Mittwoch, 1. Januar 2014

Mein Jahresrückblick 2013

Geklaut habe ich diesen Rückblick bei Amala, in diesem Sinne kommt nun der jährliche Jahresrückblick ;-)

[Ich selbst] Mehr bei mir, manchmal noch etwas ungewohnt, aber es fühlt sich gut und vor allem RICHTIG an.
Selbstbewusster, aufmerksamer...JA, irgendwie zufrieden!
Alles ist gut, so wie es ist! Jedenfalls derzeit, im hier und jetzt!
Es gelingt mir nicht immer, aber ich mache mir gerade so wenig Gedanken wie möglich was nächste Woche oder in den nächsten Monaten sein könnte.
Natürlich gab es seit ich zuhause bin auch schon 2-3 Tage an denen ich emotional ziemlich "wackelig" war, aber ich habs gut hingekriegt. Eine Garantie gibt es nicht, ich weiß dass es mich trotz Klinikaufenthalt immer mal wieder erwischen kann...
Aber darüber zerbreche ich mir jetzt nicht den Kopf.

Es gab in diesem Jahr genügend Tiefpunkte, Punkte an denen ich dachte dass es doch endlich mal genug ist...
JETZT, ist es vorerst genug und ich weiß für mich dass ich auf dem richtigen Weg bin.
Es ist schön positives Feedback zu bekommen, Komplimente langsam annehmen zu können ohne sie gleich abzuwerten und zu spüren dass es sich gut und richtig anfühlt einfach ICH zu sein.
Allerdings musste ich feststellen dass es ohne Grenzen ziehen nicht geht, schon vor Wochen, in der Klinik, machte sich sowas wie Rebellion breit!
Ich habe keine Lust mehr Zeit und Energie in Menschen zu stecken die es einem eh nicht danken!
Ich bin es satt Verantwortung für andere, "erwachsene" Menschen zu übernehmen, ich bin es satt immer JA zu sagen obwohl ich innerlich NEIN meine, ich habe keinen Bock mehr dem "Frieden" willen so zu sein wie andere mich gerne hätten!
Ich bin es satt mich zu verbiegen obwohl ich eigentlich weiß dass man es eh nicht dankt...
LERNEN NEIN zu sagen ist verdammt schwer, aber es wird sowas von Zeit!


Nee,nee...warten wirs ab.


[Familie]... ist verdammt VIEL Wert und wichtig! Auch da gibt es nichts belastendes zu schreiben. Im Gegenteil. Nach 1 1/2 Jahren Funkstille habe ich seit August wieder Kontakt zu meiner Familie und mittlerweile kann ich sagen dass diese 1 1/2 Jahre ihr Gutes hatten. Diese Zeit musste sein und ich bereue nichts! Völlig vorwurfs,-und wertefrei. Ich habe diese Zeit für mich gebraucht und konnte auch in der Klinik vieles was das Thema Familie angeht besser verstehen, annehmen und vor allem abschließen!
Man geht respektvoll miteinander um und es ist herzlich und ehrlich!

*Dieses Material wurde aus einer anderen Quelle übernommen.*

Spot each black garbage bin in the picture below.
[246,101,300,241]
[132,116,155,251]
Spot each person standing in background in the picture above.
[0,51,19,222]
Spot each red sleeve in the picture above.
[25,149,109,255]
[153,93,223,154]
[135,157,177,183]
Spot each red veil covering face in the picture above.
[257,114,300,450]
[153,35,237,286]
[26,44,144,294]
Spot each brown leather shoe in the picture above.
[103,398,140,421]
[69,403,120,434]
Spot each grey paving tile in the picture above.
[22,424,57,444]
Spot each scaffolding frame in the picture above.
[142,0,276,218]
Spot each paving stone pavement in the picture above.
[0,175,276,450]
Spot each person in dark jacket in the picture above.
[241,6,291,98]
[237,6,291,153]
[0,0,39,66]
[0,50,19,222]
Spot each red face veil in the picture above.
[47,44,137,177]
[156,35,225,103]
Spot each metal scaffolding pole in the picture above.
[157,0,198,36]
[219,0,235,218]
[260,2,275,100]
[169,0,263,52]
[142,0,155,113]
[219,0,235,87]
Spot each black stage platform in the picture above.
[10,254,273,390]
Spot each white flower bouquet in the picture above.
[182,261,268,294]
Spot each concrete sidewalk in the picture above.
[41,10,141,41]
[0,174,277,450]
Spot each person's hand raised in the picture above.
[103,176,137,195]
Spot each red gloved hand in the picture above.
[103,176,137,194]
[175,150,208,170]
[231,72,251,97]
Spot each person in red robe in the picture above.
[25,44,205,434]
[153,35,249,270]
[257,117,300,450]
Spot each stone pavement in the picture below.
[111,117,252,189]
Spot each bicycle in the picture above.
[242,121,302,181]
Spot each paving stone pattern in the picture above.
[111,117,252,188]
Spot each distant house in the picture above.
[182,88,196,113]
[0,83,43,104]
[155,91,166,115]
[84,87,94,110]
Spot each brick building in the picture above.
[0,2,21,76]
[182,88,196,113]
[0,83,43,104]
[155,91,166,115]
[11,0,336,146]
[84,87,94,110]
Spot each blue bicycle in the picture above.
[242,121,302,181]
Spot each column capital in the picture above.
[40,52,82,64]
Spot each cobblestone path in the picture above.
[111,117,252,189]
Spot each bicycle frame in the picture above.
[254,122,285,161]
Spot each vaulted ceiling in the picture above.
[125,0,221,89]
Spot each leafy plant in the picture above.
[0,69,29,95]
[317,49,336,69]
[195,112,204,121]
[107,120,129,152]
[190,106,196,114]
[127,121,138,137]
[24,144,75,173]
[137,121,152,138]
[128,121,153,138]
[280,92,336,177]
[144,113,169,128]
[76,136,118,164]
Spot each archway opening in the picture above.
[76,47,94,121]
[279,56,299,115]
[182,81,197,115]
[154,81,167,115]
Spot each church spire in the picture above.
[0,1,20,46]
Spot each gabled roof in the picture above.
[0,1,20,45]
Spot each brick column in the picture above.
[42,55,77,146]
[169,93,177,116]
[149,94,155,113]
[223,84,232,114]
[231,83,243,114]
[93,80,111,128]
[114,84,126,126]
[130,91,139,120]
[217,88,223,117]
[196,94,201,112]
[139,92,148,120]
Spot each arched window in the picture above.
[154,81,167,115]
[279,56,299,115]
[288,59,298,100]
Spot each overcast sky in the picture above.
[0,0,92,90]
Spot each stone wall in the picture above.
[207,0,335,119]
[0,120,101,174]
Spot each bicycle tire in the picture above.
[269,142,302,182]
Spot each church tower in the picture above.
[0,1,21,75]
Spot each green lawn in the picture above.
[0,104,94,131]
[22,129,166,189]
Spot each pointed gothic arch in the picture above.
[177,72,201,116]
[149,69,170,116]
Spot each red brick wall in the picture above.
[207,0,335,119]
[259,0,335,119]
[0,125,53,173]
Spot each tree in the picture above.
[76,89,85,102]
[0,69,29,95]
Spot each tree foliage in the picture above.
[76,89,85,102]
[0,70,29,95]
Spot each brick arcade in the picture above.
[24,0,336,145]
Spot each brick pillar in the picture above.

Was meine eigene kleine Familie angeht bin ich einfach unendlich selig und dankbar dass wir die letzten Wochen so gut gemeistert haben.
Das alles hat uns noch mehr "zusammengeschweisst" und ich bin verdammt stolz so einen tollen Mann und natürlich auch so ein tolles, tapferes Töchterlein zu haben.
Seit auch ich zuhause bin kehrt Ruhe ein und ich genieße derzeit die Tage an denen wir alle drei zuhause sind.

(NEIN, wir haben nicht geheiratet, allerdings hatten wir im Dezember 5-jähriges )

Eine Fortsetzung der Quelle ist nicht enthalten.